The growth of online banking has led to the launch of multiple low-cost personal loan companies, many of whom offer services similar to SoFi. Competitors include:
- Payoff: Offering loans of between $5,000 and $35,000 to help pay off credit card debt.
- LendingClub: A leading peer-to-peer lending service that allows to you access loans from private individuals and bypass the bank altogether.
- Prosper: Another peer-to-peer lending platform. It offers loans as large as $40,000.
- Upstart: Lending platform started by former Google employees in which loan applicants are evaluated using artificial intelligence.
In addition to evaluating these services, a person considering SoFi personal loans to consolidate credit card debt should also examine whether a balance transfer credit card makes sense.
Many balance transfer credit cards come with an introductory period of up to 21 months where you’ll pay no interest.
If you believe that you can pay off the debt before the promotional period ends and interest charges kick in, you may be able to save more money than you could with a personal loan.
There is always the risk, however, that you won’t pay off the debt in time and be subjected to very high credit card interest rates.
A Word About Personal Debt
SoFi personal loans can be helpful for certain people, particularly those that want to save money by consolidating their credit card debt.
But it’s important to avoid getting too enamored with the products and services of any personal loan company.
Remember, after all, that taking on debt of any kind can make it harder for you to achieve financial freedom.
The fact that a company offers low rates, good customer service, or a sleek website should not change this fact.
Before choosing to go with SoFi or any of its competitors, take time to evaluate whether you truly need a loan.

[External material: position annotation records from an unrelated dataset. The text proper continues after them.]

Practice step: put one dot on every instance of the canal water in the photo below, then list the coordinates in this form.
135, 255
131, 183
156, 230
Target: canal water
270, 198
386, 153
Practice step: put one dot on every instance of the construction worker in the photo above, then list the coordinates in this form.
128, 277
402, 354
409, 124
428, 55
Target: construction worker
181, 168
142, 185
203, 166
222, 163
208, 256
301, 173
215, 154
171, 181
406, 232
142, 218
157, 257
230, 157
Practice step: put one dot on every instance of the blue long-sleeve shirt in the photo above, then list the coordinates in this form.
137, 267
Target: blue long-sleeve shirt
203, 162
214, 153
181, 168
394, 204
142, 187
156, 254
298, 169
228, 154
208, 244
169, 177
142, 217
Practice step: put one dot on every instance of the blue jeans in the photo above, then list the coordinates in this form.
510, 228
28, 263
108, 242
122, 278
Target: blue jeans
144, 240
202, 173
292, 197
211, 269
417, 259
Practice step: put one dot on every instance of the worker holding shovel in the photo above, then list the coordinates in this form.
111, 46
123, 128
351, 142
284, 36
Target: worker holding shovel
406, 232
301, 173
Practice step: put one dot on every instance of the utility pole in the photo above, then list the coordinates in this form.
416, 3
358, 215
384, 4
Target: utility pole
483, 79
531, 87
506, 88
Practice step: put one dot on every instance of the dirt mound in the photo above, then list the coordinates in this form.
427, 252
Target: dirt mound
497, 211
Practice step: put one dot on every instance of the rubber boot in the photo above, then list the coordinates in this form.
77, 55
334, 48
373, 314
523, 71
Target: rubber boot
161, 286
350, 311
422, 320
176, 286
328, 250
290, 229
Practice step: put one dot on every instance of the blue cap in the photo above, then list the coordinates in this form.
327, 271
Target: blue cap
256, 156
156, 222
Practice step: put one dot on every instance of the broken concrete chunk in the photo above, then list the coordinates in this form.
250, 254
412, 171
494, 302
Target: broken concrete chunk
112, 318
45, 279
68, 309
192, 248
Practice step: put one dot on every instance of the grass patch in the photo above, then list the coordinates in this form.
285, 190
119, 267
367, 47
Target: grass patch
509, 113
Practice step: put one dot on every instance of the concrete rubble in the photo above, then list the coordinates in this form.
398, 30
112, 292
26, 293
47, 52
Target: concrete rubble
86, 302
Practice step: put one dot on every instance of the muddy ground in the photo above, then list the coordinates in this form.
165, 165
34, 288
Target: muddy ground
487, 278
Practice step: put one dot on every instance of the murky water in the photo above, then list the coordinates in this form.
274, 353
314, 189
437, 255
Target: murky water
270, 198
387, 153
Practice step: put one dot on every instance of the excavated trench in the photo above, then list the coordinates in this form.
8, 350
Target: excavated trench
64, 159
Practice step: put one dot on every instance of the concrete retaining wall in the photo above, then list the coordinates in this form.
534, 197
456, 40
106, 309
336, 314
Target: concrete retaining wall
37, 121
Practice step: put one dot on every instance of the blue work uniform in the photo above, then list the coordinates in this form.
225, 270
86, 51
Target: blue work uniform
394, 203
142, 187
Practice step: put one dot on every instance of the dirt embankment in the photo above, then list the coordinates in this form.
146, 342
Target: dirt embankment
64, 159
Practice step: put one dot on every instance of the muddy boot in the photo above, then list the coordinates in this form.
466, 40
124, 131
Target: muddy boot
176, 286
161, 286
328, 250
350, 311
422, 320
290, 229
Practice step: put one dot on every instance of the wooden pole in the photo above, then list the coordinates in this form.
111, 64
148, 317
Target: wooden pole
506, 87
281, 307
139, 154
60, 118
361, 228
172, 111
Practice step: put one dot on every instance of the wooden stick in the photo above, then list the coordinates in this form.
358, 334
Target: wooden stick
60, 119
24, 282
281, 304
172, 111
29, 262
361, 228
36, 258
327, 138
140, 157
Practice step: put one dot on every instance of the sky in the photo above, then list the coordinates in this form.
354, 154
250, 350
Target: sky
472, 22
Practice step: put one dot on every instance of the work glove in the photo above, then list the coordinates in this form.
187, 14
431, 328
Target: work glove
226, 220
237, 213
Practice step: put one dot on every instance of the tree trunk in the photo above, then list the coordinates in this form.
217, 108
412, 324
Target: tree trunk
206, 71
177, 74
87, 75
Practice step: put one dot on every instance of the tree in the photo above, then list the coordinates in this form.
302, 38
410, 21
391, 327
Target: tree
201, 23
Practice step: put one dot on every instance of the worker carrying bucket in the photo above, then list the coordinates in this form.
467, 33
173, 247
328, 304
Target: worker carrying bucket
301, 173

What do you need the loan for? If you are using SoFi to help consolidate credit card debt and save money, then it could be a sensible choice.
But taking out loans to make discretionary purchases like a new hot tub or a snowmobile may not be helpful to your finances in the long run.
If you are using a SoFi loan to consolidate higher interest debt, take time to examine how you reached that point to begin with.
How did you end up in debt? Have you been focused on saving money? What are your spending patterns?
Consider this: If you have the right mindset and make the right financial choices, your first loan from SoFi should be your last.
SoFi offers a fairly straightforward way for you to get a low-cost loan to pay off credit card debt or take care of other needs.
Its interest rates are among the best in the nation, and the lack of prepayment, origination, or late payment fees is an attractive asset.
The wide range of loan terms and the size of loans permitted are also big pluses.
It may not be easy for everyone to get a personal loan through SoFi. If you have shaky credit, no job, or inconsistent cash flow, you may be turned down.
Thus, SoFi loans are generally best for people with very good credit and a history of being able to pay bills on time.